The second newbuild that’s under way is the Scan Legacy, which will be similar in specs to the Scan Titan but will be one-of-its-kind in the sense that it will be partly powered by lithium batteries. Scandrill is partnering with Caterpillar on this “experimental rig,” where a 25% savings on fuel costs will be possible, Mr Mosvold said. “When you need massive power for short periods of time, those short spikes of power will be supplied by the battery, versus having an additional engine running in case you need power for a short time.” The diesel engines will charge the battery. Both new rigs are equipped with Caterpillar’s dual-fuel DGB systems.
Scandrill is currently marketing the rig, which will be available for a field-test with the new battery power technology by August.
Moving from Gulf Coast to the Permian for Better Prospects
Gulf Coast-based Nicklos Drilling recently made its entry to the Permian market with Rig 6, which began working in March under a two-well contract. The rig is among four 1,500-hp walking SCR units that are being acquired from Cyclone Drilling; each is being upgraded with 7,500-psi mud pumps and automatic catwalks, said Jim Nicklos, President. The second of these four rigs has moved to Odessa, Texas, and will spud its first well of a six-month contract in late April.

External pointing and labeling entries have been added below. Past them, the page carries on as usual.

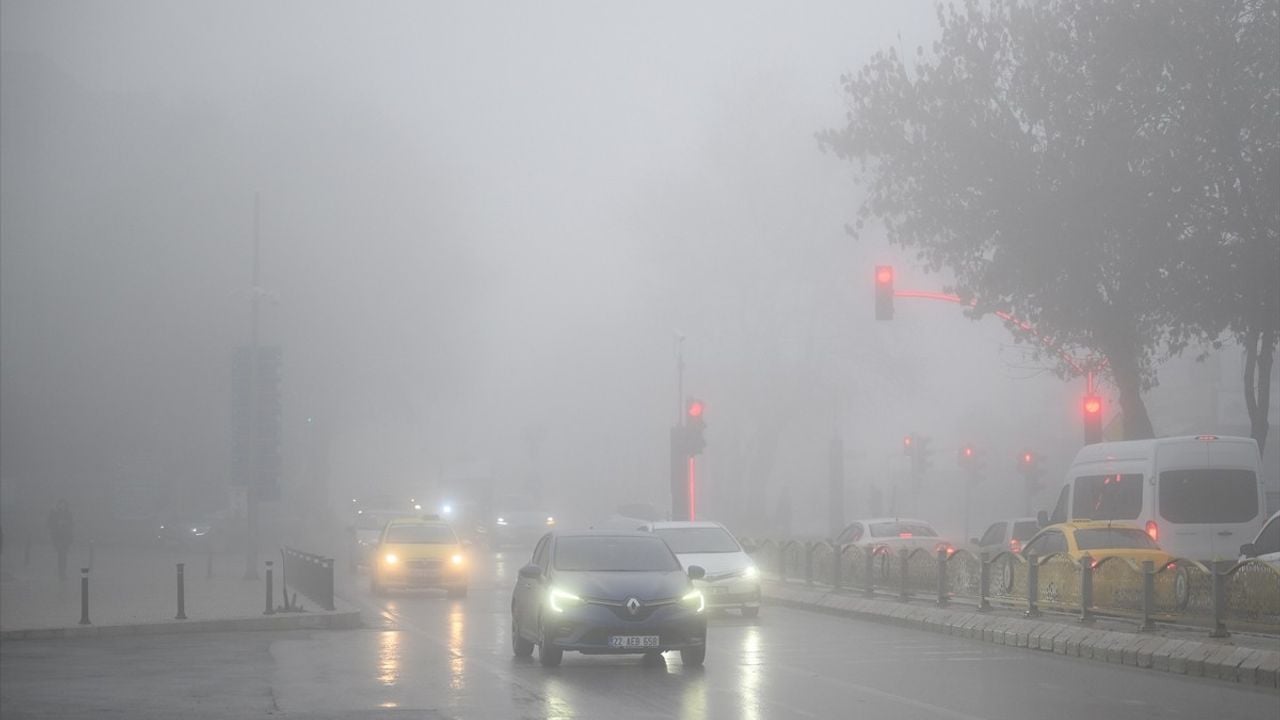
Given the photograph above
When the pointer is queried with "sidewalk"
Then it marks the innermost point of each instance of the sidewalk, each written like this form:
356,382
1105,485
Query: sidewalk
135,589
1244,657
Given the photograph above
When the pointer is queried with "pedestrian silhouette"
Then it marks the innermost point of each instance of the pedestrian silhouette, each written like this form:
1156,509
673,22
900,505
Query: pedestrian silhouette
60,532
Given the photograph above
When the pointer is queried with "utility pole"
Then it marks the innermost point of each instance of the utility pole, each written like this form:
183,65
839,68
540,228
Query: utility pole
255,465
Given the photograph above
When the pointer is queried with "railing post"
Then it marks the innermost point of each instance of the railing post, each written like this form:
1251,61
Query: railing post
836,566
1086,589
1148,595
871,572
809,547
903,595
942,578
983,582
269,610
182,595
85,596
328,583
1219,604
1032,584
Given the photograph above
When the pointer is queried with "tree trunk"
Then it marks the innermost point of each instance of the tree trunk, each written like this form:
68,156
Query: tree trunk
1258,359
1137,423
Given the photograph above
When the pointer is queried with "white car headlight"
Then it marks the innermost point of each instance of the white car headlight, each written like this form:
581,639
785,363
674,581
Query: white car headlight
560,600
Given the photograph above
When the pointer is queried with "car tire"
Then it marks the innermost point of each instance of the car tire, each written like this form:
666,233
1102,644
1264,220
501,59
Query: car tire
519,645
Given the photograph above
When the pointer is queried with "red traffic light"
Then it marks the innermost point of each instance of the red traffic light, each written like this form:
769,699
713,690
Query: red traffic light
695,409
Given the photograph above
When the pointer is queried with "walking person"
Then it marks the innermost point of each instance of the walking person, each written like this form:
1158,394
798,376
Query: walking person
60,532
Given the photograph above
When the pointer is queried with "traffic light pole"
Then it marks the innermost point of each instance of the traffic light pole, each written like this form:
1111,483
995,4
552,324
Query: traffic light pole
255,464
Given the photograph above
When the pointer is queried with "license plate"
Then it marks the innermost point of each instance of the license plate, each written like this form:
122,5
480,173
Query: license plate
634,641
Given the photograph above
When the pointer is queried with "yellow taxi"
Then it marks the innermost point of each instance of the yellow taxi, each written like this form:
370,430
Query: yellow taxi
1098,540
420,552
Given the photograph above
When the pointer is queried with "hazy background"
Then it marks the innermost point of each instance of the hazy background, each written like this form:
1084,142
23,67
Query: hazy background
480,223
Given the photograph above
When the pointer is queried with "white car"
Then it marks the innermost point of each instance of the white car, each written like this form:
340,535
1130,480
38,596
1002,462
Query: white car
731,580
894,533
1266,546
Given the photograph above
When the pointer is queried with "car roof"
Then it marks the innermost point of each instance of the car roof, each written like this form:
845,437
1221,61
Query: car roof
673,524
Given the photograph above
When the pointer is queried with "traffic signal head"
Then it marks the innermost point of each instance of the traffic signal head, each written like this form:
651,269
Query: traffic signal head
1092,408
883,292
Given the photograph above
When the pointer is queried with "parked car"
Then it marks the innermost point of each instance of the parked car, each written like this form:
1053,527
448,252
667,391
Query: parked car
732,580
1266,546
894,533
1197,496
1005,536
607,592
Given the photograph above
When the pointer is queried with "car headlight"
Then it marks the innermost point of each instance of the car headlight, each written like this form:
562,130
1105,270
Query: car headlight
561,600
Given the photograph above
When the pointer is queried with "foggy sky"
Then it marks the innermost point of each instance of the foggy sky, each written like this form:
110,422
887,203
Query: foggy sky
475,219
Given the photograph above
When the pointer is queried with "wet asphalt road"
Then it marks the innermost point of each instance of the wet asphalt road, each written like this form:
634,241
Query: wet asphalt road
426,656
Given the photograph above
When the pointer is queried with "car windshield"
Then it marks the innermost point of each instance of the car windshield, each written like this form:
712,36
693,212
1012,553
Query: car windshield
896,528
603,554
438,534
1114,538
698,540
1025,529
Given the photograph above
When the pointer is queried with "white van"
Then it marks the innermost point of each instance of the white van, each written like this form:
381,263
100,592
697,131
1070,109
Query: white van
1197,496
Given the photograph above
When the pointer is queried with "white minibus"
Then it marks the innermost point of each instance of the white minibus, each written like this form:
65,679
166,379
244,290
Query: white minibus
1196,496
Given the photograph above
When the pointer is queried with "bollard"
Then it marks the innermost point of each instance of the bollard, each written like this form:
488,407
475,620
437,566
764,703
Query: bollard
1032,584
983,582
942,578
1086,589
1148,595
1219,604
871,572
182,595
85,596
328,582
269,609
903,596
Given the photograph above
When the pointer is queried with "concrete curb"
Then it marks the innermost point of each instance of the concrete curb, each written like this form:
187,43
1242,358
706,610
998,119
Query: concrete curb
1210,659
337,620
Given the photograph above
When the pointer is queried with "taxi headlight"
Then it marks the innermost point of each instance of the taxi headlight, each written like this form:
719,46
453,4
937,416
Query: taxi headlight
561,600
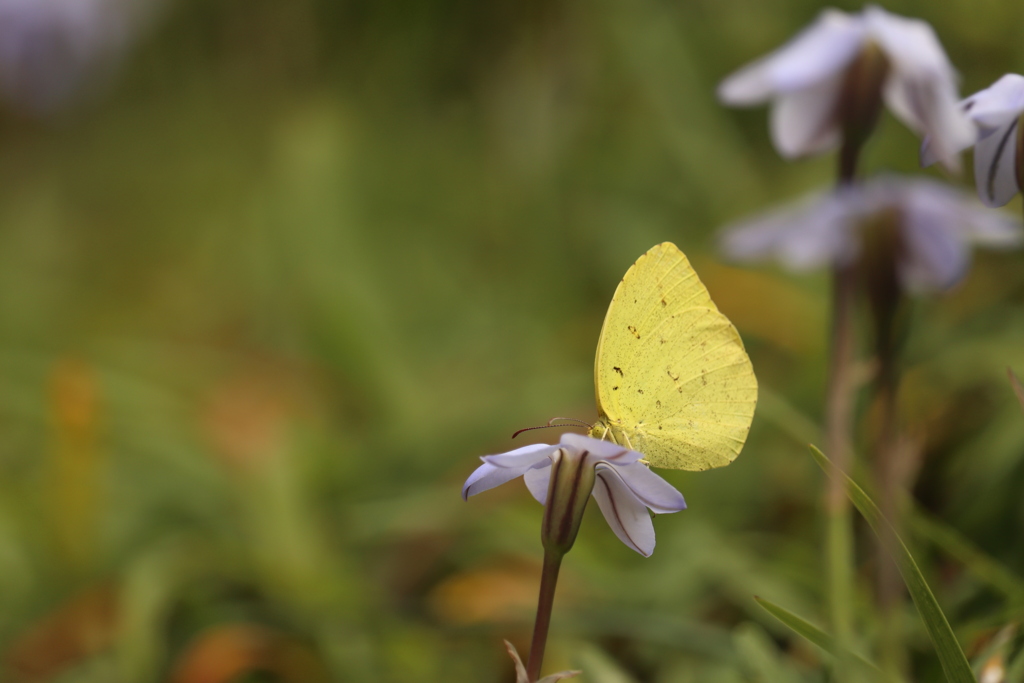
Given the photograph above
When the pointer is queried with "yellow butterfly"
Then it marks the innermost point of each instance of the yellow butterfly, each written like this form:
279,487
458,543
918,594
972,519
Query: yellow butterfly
673,379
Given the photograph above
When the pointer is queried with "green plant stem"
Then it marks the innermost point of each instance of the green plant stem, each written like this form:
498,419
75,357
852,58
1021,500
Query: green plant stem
545,602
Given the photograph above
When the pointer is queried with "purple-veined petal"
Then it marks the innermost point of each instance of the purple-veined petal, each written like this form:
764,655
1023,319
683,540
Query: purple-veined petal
537,479
625,513
652,491
994,165
936,256
520,670
817,52
998,103
922,87
487,476
522,458
929,108
599,450
803,122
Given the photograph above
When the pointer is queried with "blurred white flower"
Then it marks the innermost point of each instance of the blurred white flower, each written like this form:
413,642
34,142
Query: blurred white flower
936,224
813,82
624,486
50,48
998,162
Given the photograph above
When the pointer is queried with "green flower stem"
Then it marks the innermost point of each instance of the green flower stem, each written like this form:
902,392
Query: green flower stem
549,578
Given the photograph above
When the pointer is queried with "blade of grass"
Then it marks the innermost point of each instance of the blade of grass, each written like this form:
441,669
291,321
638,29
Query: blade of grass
951,656
803,628
1016,384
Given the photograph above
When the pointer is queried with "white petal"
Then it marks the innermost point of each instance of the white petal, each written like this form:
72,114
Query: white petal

Work to acquire and upgrade these rigs from Cyclone began in 2018, and the company moved the first rig to the Permian in November in preparation for a contract that was delayed when oil prices slipped in December. Nicklos then secured the current two-well contract and has since signed two additional six-month contracts.
“We do see an uptick in the Permian, and the dayrates have increased a little bit from late last year, so the outlook there is terrific,” Mr Nicklos said.
Onshore outlook by the numbers
- In January 2019, the Lower 48 was producing an estimated 9.6 million bbl/day, compared with 7.9 million bbl/day a year ago.
- Breakeven prices are likely to rise slightly this year. As of early 2019, breakevens in the Bakken, Permian and Niobrara averaged around $40/bbl.
- Softness in the market has not hit the super-spec rigs, whose utilization remains at or near 100%.
“We’re seeing a lot of new private equity money going out to the Permian. People want to drill out there.” DC
DC Associate Editor Sarah Junek contributed to this report.